Während die Lions die ersten drei Spiele immer mit einem Tor Differenz für sich entscheiden konnten, hatte Zug in den Partien vier, fünf und sechs zuweilen deutlich die Nase vorn und retteten sich ins siebte Spiel.
Der Start in die Finalissima gelingt den Zürchern nach Mass, bereits nach 62 Sekunden stellt Justin Azevedo mit dem 1:0-Treffer vermeintlich die Weichen auf Sieg. Doch das Horrorszenario – aus Sicht der Lions – wird Realität: Die Zuger drehen die Partie und schnappen den Zürchern die nach drei Spielen bereits sichergeglaubte Trophäe auf den letzten Metern vor der Nase weg.
Mit dem Gewinn des Meistertitels gelingt den Zugern das, was die Lions zur Jahrtausendwende bewerkstelligten: die Verteidigung des Meistertitels.
Die Geschehnisse auf und neben dem Eis rund um das siebte Spiel des letztjährigen Playoff-Finals zwischen Genf und Biel reichen zwar nicht unbedingt aus, um es mit dem Prädikat «aussergewöhnlich» auszustatten. Der Titel der Genfer hat aber eine starke Symbolwirkung – zum ersten Mal seit Einführung der Playoffs geht der Titel in die Westschweiz und zum ersten Mal seit Luganos Titel im Jahr 2006 sprechen die Meisterhelden nicht Deutsch.
Seit Lausanne 2013 in die höchste Spielklasse aufgestiegen ist, sind die Westschweiz mit drei und das Tessin mit zwei Vereinen in der National League zwar gut vertreten, zu einem Titel reicht es den sprachlichen Aussenseitern – abgesehen von Lugano – dennoch nie.
Servette, das bereits die Qualifikation dominiert hatte, beendet mit dem Meistertitel also gewissermassen eine Durststrecke der Randregionen. Biel ergibt sich jedoch nicht kampflos – nachdem die Seeländer im fünften Spiel von den Genfern regelrecht an die Wand gespielt wurden und mit 1:7 untergingen, bäumten sie sich noch einmal auf und erzwangen einen Showdown.

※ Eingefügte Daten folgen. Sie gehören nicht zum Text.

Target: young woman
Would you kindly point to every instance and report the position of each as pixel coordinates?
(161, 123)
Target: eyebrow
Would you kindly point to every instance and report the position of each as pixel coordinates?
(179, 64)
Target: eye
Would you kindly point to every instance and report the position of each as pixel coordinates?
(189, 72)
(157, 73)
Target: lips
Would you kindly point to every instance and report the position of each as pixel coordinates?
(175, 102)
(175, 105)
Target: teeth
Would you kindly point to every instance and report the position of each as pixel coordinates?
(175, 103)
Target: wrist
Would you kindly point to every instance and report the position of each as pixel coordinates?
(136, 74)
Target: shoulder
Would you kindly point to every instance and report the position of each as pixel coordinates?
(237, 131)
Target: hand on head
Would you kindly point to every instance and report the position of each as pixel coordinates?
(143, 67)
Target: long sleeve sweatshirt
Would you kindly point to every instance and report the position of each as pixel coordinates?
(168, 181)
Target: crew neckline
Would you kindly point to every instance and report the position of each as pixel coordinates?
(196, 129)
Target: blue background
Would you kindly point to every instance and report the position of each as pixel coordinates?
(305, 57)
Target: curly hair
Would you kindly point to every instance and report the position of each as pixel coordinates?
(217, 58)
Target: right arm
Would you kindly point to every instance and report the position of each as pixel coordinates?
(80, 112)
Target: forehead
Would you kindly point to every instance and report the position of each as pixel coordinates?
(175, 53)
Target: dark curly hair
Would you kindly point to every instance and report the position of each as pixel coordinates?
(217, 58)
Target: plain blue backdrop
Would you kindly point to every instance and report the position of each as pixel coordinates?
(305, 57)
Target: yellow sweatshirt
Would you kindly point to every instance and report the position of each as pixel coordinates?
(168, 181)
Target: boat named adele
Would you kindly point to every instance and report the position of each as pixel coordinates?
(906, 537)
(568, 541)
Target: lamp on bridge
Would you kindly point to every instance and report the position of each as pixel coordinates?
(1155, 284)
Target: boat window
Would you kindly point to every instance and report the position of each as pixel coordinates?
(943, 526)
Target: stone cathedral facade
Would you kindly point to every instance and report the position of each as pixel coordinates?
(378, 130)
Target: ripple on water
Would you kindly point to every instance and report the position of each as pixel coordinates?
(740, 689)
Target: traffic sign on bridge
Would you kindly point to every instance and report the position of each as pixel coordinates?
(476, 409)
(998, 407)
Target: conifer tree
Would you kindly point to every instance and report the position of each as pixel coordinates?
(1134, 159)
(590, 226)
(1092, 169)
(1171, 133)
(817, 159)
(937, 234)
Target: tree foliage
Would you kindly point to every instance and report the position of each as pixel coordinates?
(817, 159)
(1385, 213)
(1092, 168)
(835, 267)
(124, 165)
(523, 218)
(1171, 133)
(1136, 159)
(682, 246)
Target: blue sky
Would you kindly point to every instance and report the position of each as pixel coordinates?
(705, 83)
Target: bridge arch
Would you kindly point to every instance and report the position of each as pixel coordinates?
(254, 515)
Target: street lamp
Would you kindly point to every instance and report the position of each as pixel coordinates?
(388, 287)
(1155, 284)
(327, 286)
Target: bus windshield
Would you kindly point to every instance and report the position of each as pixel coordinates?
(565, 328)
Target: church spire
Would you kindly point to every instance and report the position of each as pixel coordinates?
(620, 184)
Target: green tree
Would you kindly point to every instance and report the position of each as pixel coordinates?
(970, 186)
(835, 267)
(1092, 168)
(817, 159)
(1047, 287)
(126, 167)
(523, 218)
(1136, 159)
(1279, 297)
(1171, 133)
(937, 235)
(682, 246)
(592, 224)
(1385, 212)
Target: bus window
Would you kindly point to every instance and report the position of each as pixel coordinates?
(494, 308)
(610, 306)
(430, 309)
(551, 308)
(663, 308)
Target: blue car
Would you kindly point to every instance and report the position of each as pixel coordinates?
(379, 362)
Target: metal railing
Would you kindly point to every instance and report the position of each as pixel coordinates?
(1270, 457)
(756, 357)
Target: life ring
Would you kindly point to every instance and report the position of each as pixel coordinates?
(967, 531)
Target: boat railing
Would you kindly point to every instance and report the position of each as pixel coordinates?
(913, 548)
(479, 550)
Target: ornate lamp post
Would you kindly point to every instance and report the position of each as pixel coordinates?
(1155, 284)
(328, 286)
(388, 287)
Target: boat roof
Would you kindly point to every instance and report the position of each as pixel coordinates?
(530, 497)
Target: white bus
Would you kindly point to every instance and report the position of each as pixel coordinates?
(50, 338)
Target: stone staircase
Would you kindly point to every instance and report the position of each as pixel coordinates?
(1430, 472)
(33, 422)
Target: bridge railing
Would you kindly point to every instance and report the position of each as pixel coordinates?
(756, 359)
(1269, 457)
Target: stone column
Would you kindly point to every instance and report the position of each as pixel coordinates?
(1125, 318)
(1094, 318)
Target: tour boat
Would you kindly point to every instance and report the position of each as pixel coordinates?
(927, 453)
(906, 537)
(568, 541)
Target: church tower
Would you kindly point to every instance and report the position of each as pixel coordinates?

Baumeister des Genfer Siegs im siebten Spiel sind neben dem Kanadier Daniel Winnik, der zum zwischenzeitlichen 3:0 trifft, die finnischen Söldner Sami Vatanen und Teemu Hartikainen, die im Vorjahr mit ihrem Heimatland Olympia-Gold und den WM-Titel geholt hatten. Vatanen trifft zwei Mal, Hartikainen netzt zum entscheidenden 4:1 ein.
Chris McSorley, der als Sportdirektor und Mitbesitzer seit 2001 daran gearbeitet hatte, die Genfer zu einem Meisterkandidaten zu formen, kann den Titel nur noch aus der Ferne mitverfolgen.